SEC charges Merill Lynch in Enron case

The Commission's complaint, filed in US District Court in Houston, alleged that Merrill Lynch and its former executives aided and abetted Enron's earnings manipulation by engaging in two fraudulent year-end transactions in 1999. The transactions had the purpose of overstating Enron's reported financial results. Specifically, Enron used these transactions to add approximately $60 million to its fourth quarter of 1999 income (improving net income from $199 million to $259 million) and to increase its full year 1999 earnings per share from $1.09 to $1.17, the SEC said.

But the SEC agreed to accept Merrill Lynch's offer to settle the matter. Merrill Lynch, without admitting or denying the allegations in the complaint, has agreed to pay $80 million in disgorgement, penalties and interest, and has agreed to the entry of a permanent anti-fraud injunction prohibiting future violations of federal securities laws. The SEC said it intends to have these funds paid into a court account for ultimate distribution to victims of the fraud. The four former Merrill Lynch executives named in the complaint, Robert Furst, Schuyler Tilney, Daniel Bayly and Thomas Davis, are contesting the matter.

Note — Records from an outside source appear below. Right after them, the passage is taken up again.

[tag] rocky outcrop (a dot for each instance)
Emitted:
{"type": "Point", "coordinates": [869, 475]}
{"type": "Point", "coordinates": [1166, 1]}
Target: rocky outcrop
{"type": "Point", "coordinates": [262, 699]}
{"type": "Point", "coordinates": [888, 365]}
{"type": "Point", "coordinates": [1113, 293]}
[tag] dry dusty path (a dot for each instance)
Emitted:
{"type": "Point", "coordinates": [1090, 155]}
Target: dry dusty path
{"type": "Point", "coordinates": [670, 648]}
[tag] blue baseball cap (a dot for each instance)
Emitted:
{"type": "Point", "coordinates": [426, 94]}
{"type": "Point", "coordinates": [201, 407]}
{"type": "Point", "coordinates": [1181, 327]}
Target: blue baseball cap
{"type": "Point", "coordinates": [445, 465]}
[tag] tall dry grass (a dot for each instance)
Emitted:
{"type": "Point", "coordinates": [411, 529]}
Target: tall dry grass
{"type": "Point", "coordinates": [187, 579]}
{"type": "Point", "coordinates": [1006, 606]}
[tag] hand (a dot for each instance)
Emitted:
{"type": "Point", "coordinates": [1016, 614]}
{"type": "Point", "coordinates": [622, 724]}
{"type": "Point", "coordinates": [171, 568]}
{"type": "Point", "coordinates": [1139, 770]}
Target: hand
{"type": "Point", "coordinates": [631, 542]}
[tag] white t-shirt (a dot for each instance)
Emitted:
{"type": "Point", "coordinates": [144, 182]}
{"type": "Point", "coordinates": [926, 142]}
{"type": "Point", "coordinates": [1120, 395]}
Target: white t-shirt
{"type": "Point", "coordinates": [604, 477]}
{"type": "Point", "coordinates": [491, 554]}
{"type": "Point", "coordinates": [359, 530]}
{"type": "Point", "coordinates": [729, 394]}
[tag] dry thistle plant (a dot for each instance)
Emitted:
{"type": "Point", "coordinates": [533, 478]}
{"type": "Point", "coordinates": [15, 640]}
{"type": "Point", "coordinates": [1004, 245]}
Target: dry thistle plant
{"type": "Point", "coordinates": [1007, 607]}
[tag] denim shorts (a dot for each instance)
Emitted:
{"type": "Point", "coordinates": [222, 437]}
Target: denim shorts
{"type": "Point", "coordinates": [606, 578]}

One of the Merill Lynch transactions involved the bank's purchase of two electricity-producing Nigerian barges. The deal helped Enron record $12 million in pre-tax income just before the end of the quarter. But the SEC said Merrill undertook the deal knowing that the energy company would later arrange to buy out its interest at a guaranteed premium - in effect making the transaction a bridge loan.

The second transaction involved options trades that regulators said amounted to wash trades. Their true purpose, according to the government, was to increase Enron's reported income by $50 million. Merrill demanded a fee that amounted to $17 million to participate in the deal. In 2000, Enron approached Merrill Lynch seeking to unwind the transaction before trading under the energy options was scheduled to begin. The deal was unwound in June 2000 after Merrill Lynch agreed to reduce its fee to $8.5 million to terminate the transaction.